During a press conference in Havana, yesterday August 1, Deputy Foreign Minister Abelardo Moreno described the second informative meeting between Cuba and the U.S. held in Washington, July 28, to discuss compensation claims by both parties.
Talks on mutual compensation, as part of the process of normalization of relations between the two countries, are currently in their initial stage, and of a highly complicated nature, technically and legally, explained Moreno, who led Cuba's delegation to the meeting.
He recalled that since the very first nationalizations laws were established, after the triumph of the Revolution, Cuba has always been willing to compensate foreign individuals and companies affected.
Moreno noted that agreements regarding nationalized property were reached with Canada and five European countries some time ago. Plans with the United States for compensation included a defined time frame, but the actions of the U.S. government prevented their realization.
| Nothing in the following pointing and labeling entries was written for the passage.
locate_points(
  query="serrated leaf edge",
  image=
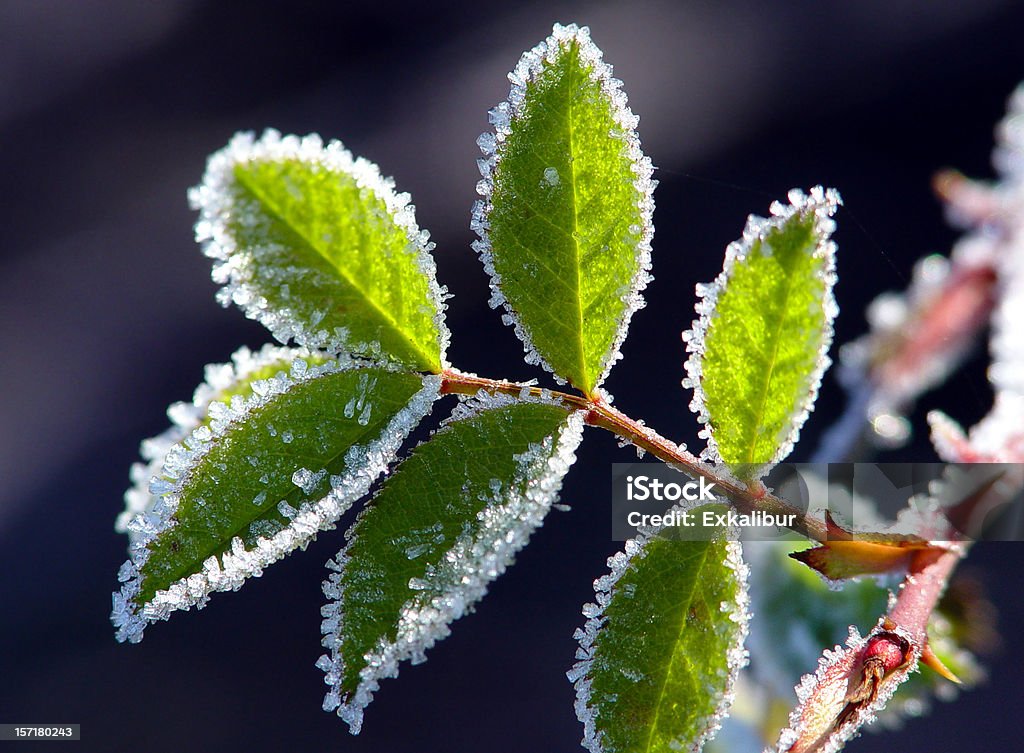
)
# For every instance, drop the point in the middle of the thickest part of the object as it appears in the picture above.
(475, 561)
(364, 464)
(501, 117)
(214, 202)
(619, 562)
(186, 417)
(823, 204)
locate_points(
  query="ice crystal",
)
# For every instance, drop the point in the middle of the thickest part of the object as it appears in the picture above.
(216, 201)
(186, 420)
(605, 588)
(821, 698)
(503, 117)
(363, 465)
(457, 581)
(822, 203)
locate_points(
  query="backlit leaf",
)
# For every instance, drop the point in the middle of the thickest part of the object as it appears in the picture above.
(760, 346)
(663, 645)
(317, 247)
(565, 219)
(268, 471)
(222, 382)
(445, 524)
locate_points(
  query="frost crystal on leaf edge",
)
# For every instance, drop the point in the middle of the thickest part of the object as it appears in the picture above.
(474, 560)
(619, 562)
(214, 201)
(823, 204)
(502, 117)
(364, 464)
(186, 417)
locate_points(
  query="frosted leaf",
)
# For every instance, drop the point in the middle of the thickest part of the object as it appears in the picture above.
(339, 264)
(177, 555)
(663, 645)
(623, 269)
(759, 346)
(434, 537)
(247, 372)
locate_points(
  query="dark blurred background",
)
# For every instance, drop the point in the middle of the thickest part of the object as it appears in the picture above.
(108, 111)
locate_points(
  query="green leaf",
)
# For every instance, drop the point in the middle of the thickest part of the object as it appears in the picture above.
(759, 348)
(443, 526)
(317, 247)
(565, 219)
(796, 614)
(663, 645)
(267, 472)
(223, 381)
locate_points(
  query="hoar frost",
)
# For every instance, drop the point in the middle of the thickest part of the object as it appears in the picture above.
(235, 266)
(607, 587)
(503, 118)
(822, 203)
(458, 579)
(229, 570)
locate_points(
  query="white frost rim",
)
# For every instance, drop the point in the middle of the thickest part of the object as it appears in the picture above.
(474, 560)
(822, 203)
(233, 265)
(502, 118)
(580, 675)
(364, 464)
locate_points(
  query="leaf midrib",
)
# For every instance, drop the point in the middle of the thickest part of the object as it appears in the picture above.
(776, 339)
(773, 360)
(278, 212)
(222, 544)
(679, 636)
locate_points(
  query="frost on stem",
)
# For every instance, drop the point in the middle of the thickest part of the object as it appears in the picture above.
(504, 118)
(596, 661)
(457, 580)
(995, 214)
(228, 569)
(820, 204)
(260, 276)
(851, 685)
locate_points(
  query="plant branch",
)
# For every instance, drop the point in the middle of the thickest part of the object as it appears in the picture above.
(747, 498)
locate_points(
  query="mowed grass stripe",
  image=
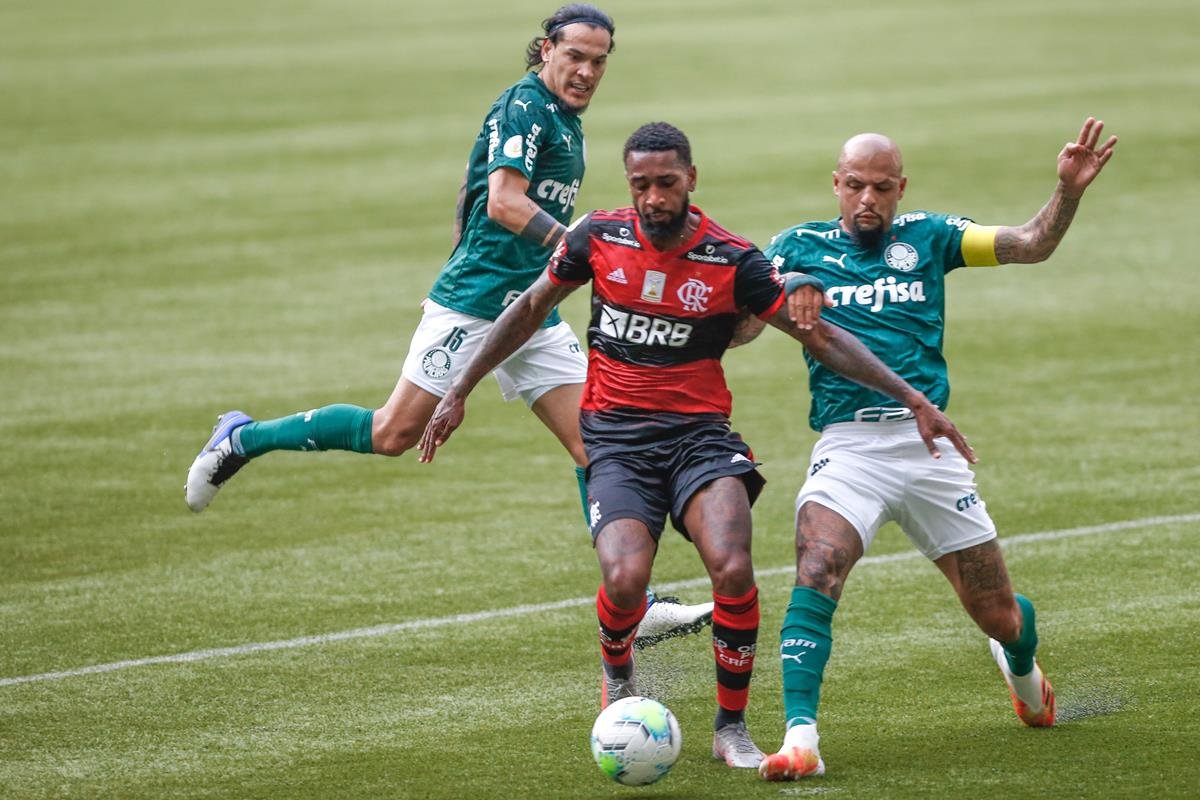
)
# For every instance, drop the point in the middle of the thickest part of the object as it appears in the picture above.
(535, 608)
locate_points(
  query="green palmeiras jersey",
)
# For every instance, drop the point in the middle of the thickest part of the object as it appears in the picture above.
(526, 130)
(892, 298)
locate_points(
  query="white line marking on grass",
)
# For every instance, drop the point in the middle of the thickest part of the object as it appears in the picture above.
(521, 611)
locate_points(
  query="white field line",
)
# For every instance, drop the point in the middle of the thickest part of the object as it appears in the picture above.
(521, 611)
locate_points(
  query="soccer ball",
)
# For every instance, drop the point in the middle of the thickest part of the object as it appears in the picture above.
(636, 740)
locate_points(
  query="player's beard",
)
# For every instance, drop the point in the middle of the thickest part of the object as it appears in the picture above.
(669, 230)
(868, 238)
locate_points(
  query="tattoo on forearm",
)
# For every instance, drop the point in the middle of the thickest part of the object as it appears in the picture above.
(459, 210)
(1037, 239)
(544, 229)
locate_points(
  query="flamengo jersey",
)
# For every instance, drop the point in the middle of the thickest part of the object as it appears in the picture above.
(661, 320)
(892, 298)
(528, 131)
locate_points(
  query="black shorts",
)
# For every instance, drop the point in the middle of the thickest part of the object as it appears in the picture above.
(643, 464)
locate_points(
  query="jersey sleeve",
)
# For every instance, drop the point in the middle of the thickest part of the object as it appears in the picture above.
(570, 264)
(948, 239)
(757, 284)
(783, 253)
(979, 246)
(516, 133)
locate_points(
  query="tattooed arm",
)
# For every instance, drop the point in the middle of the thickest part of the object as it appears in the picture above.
(513, 329)
(1079, 163)
(509, 205)
(460, 209)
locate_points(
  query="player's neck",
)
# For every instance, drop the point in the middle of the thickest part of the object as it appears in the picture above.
(670, 241)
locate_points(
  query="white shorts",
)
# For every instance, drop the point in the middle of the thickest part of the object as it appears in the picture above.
(873, 473)
(445, 340)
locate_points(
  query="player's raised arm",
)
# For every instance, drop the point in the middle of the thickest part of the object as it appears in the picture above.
(513, 329)
(1079, 163)
(843, 353)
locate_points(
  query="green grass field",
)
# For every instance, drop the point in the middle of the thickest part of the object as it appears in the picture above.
(239, 205)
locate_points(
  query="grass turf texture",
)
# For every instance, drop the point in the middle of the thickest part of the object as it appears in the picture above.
(243, 206)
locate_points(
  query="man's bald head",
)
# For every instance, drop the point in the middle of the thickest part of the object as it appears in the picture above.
(871, 149)
(869, 182)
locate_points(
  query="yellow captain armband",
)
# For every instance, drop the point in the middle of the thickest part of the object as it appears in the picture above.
(979, 245)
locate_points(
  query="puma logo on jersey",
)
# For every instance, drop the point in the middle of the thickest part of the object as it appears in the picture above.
(640, 329)
(879, 294)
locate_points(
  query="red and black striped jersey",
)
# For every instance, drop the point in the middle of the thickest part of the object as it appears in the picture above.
(661, 319)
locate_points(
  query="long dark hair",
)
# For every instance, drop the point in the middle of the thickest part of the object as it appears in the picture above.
(552, 28)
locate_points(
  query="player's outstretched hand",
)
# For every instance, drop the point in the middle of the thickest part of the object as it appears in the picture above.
(1081, 161)
(804, 306)
(447, 417)
(933, 423)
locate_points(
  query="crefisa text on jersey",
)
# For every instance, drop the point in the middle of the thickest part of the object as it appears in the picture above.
(877, 294)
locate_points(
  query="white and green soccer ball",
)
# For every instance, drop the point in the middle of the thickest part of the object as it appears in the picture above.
(636, 740)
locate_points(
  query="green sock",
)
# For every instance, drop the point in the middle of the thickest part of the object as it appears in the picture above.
(1020, 653)
(333, 427)
(805, 642)
(581, 475)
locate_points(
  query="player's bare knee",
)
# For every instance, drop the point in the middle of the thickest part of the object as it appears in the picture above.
(821, 565)
(395, 439)
(999, 619)
(733, 576)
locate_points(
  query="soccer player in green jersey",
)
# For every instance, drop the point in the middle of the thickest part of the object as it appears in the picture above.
(517, 197)
(885, 281)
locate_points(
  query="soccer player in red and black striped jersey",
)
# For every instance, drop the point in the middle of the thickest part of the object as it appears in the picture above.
(669, 286)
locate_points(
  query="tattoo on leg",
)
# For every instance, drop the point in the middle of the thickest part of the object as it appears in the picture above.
(982, 569)
(822, 558)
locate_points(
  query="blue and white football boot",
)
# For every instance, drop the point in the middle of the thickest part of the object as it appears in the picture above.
(216, 463)
(667, 618)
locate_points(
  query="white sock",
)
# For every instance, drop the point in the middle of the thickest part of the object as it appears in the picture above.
(1029, 687)
(802, 735)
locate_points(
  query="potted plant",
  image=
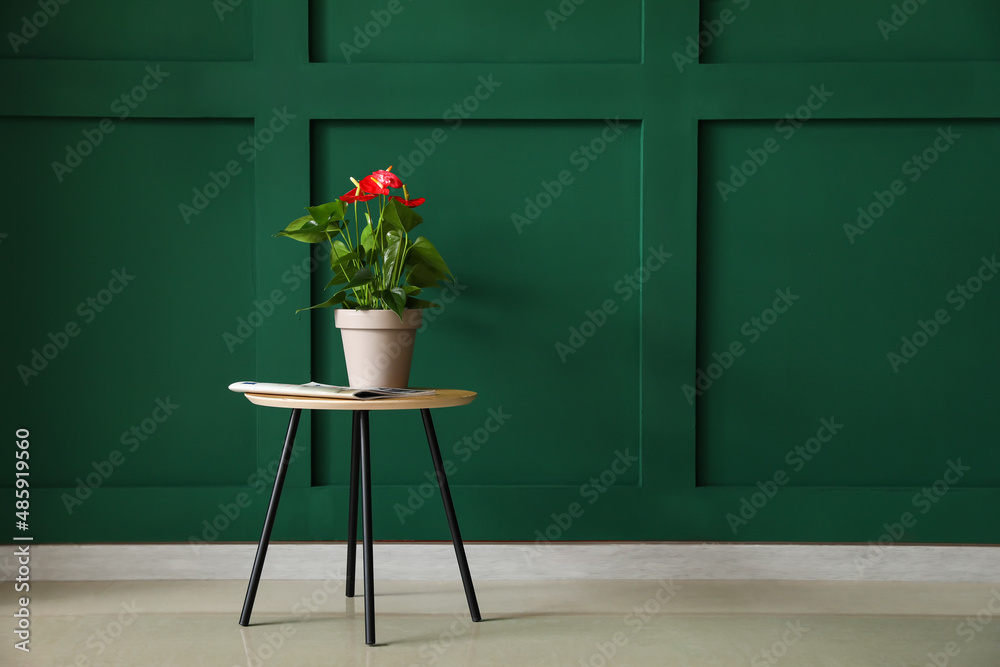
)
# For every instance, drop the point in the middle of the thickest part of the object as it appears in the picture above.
(379, 273)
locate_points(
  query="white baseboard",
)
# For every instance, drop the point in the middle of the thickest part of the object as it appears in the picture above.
(517, 561)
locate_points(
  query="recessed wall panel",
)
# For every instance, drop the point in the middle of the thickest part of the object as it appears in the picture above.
(740, 31)
(540, 223)
(848, 302)
(125, 266)
(128, 30)
(452, 31)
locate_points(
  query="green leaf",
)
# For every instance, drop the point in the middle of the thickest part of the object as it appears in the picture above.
(330, 212)
(419, 303)
(363, 276)
(367, 241)
(306, 230)
(332, 301)
(395, 300)
(391, 256)
(340, 255)
(400, 216)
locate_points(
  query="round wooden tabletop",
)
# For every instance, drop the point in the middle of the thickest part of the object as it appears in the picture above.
(442, 398)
He clarified that the July 28 meeting involved an exchange of information, specifically on the two countries' legal frameworks, giving continuity to a first meeting on the issue held in Havana in December of 2015.
No decision has been made regarding actual negotiations on compensation, but the exchange of information will continue over coming months, Moreno said.
He noted that many elements are involved in this discussion, most importantly the U.S. blockade which remains in full force. Cuba's claims, originally presented in 1999 and 2000, are based on rulings made by Cuban courts placing the value of material and human damages caused by the blockade at 300 billion dollars.
Washington's claims, Moreno reported, were established by the Justice Department's Foreign Claims Settlement Commission (FCSC).